Quale virus era stato inoculato dal Romanticismo nel gusto, nell’arte? Semplicemente il brutto! Il “brutto entra nell’arte, - dice Stefanini - ma bisogna osservare attentamente in qual modo vi entra. Il brutto entra nell’arte, anzitutto, quale contenuto, come ciò che non vale nell’arte se non in quanto trasfuso e risolto nella forma.”51 Ma in questo caso non siamo in presenza di un brutto estetico. Quando però il brutto non è un contenuto che prenda parte alla forma artistica, ma intacca quest’ultima fino a stravolgerne la funzione, che è quella di generare l’unità, allora, nonostante l’equivoco estetico in cui viviamo, dell’arte non rimane che il nome: siamo davanti ai vestiti dell’imperatore. Non si può confondere, insiste Stefanini, “un’artistica rappresentazione del brutto con una brutta rappresentazione del brutto.”52

Con il brutto, egli precisa, “la deformità stessa s’insedia nella forma, in modo che sembri fatale la capitolazione alla legge del disordine e del caos. Qui si dovrebbe passare, com’è stato detto, dal “brutto nell’arte” al “brutto dell’arte”.”53 E continua: “Non si crea la forma del deforme se il deforme non finisce nella forma. Ma se l’ultima parola non resta all’ordine ricomposto, alla forma stretta sul plesso vigoroso delle sue resistenze, non si tratta della parola dell’arte: si tratta solo d’un transfert di psicologia turbata in un momento difficile della storia degli uomini.”54 “Questo antinomismo artistico, che non è una novità dei giorni nostri, perché partecipa della natura stessa dell’arte, si accentua fino al delirio in un’epoca afflitta dalla propria incapacità di darsi una forma o soddisfatta dei propri contrasti più stridenti e ansiosa di ritrovare le sue fattezze nel volto dell’arte.”55

“È stato detto più volte che ogni stile ha il suo barocco: - ci ricorda - il barocco, infatti, non è che l’arte spinta dal diverso al contrario.”56 Ma qui si apre un discorso che avrebbe bisogno di più ampio spazio: ci sia permesso accennare solamente alla distinzione che occorre operare tra barocco della forma e barocco del contenuto, quale nel Seicento soprattutto si è andato determinando. La distinzione e divaricazione dei due tipi di barocco, posti storicamente in contrasto tra loro, hanno portato al virtuosismo della forma, senza contenuto (il Rococò), e all’esaltazione del contenuto, senza forma (teoria romantica della pagina bianca). I risultati tuttavia, al di là dei programmi e delle aspirazioni, sono quello che sono: a volte di alto valore, a volte di valore modesto.

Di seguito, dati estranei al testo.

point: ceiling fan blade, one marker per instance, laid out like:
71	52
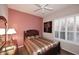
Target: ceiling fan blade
37	10
37	5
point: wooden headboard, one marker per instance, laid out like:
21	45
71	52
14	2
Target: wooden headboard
30	33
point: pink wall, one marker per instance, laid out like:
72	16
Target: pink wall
23	21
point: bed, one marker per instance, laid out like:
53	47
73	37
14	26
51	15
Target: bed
35	45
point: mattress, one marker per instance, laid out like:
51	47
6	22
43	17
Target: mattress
38	46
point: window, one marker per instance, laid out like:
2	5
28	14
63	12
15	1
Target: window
70	28
56	28
77	28
67	28
62	28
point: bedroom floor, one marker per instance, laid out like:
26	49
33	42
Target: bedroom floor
22	51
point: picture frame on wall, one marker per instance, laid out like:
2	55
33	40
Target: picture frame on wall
48	27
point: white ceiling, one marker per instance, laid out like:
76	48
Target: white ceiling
30	8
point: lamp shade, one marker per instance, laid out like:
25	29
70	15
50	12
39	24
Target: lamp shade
11	31
2	31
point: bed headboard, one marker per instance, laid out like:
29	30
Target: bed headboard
30	33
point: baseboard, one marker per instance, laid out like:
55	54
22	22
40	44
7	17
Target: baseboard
69	51
20	46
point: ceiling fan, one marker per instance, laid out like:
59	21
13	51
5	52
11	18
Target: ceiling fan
43	8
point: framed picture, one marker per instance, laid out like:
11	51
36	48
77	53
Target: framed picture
48	27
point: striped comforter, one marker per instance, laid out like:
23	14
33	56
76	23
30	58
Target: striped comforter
37	46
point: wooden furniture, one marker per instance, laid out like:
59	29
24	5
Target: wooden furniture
29	44
11	48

Se l’arte è morta, come di fatto è morta, poiché quella che si dichiara tale crede di parlare a qualcuno, a qualcuno che crede di udirla parlare, ciò vuol dire che nella società si è prodotta quella lacerazione tra uomo e uomo, e nel singolo in se stesso, che il principio di Protagora di Abdera implicitamente conteneva. L’eduzione, che Stefanini aveva ripreso da Gioberti, da un filosofo cioè che poneva l’identità tra ‘primo logico’ e ‘primo ontologico’, del resto come un San Bonaventura aveva ancor prima teorizzato, l’eduzione, dicevo, rischia di restare una semplice aspirazione, non però assumibile nel contesto personalistico, se il singolare che è l’uomo non viene chiaramente trasceso dal Singolare che è Dio. “Il singolare - aveva detto Luigi Stefanini - non è trasceso che dal singolare”, e alludeva a Dio; ma se questo è vero, converrà senz’altro affermare con Platone che “Il dio è per noi la massima misura di tutte le cose, molto più di quanto lo può essere un uomo, come invece dicono ora.”57

51 Ivi; p. 209. 52 Ivi; p. 210. 53 Ivi; p. 211. 54 Ivi; p. 213. 55 Ivi; p. 212. 56 Ivi; p. 212. 57 Leg. IV, 716 c.; in PLATONE: Opere complete. Laterza, 1971.